Course au PQ : le programme de Guy Nantel… de 2017

2020/03/10 | Par Pierre Dubuc

En 2017, Guy Nantel publiait, à compte d’auteur, Je me souviens… de rien. Quelques réflexions de tête et de cœur sur un Québec sclérosé (Groupe Entourage). Dans cet ouvrage de 185 pages, l’humoriste, aujourd’hui candidat à la direction du Parti Québécois, y va d’analyses et de propositions intéressantes et parfois controversées. Il sera intéressant de voir lesquelles il conservera dans son programme et lesquelles il élaguera.

Premier bon point, le livre est écrit avec un souci de vulgariser des concepts parfois complexes. Le meilleur chapitre est sans doute celui où il réplique à l’argument selon lequel les Québécois seraient bénéficiaires de leur adhésion au Canada et, plus particulièrement, de la péréquation. Une question d’une actualité brûlante aujourd’hui, alors que le premier ministre Jason Kenney de l’Alberta veut consulter par référendum ses citoyens sur cette question et s’appuyer sur les résultats de ce référendum pour exiger l’ouverture de négociations constitutionnelles.

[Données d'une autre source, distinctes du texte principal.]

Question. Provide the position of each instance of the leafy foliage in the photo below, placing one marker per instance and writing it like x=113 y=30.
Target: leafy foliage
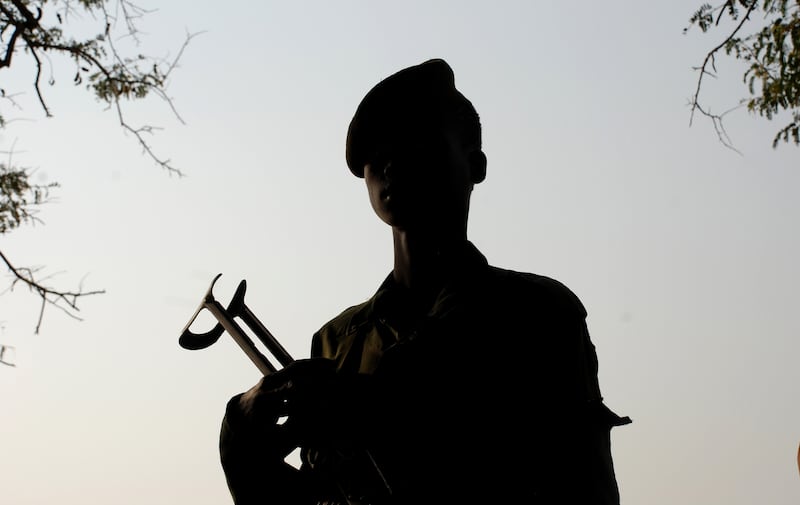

Au départ, Nantel renverse l’approche en posant la question qui tue : « Selon vous, pourquoi le Canada anglais tient-il mordicus à ce que le Québec intègre la Constitution canadienne? La réponse est claire : le Canadien tient au Québec parce que le Canada profite du Québec, voilà tout ».


La péréquation

Dans un chapitre intitulé « La péréquation ou comment se faire redonner ce qui nous appartient déjà », Nantel revient, en premier lieu, sur le déficit fiscal occasionné par le fait que « le fédéral réclame annuellement des sommes astronomiques en taxes et en impôts alors que les postes budgétaires les plus coûteux relèvent de la responsabilité des provinces ».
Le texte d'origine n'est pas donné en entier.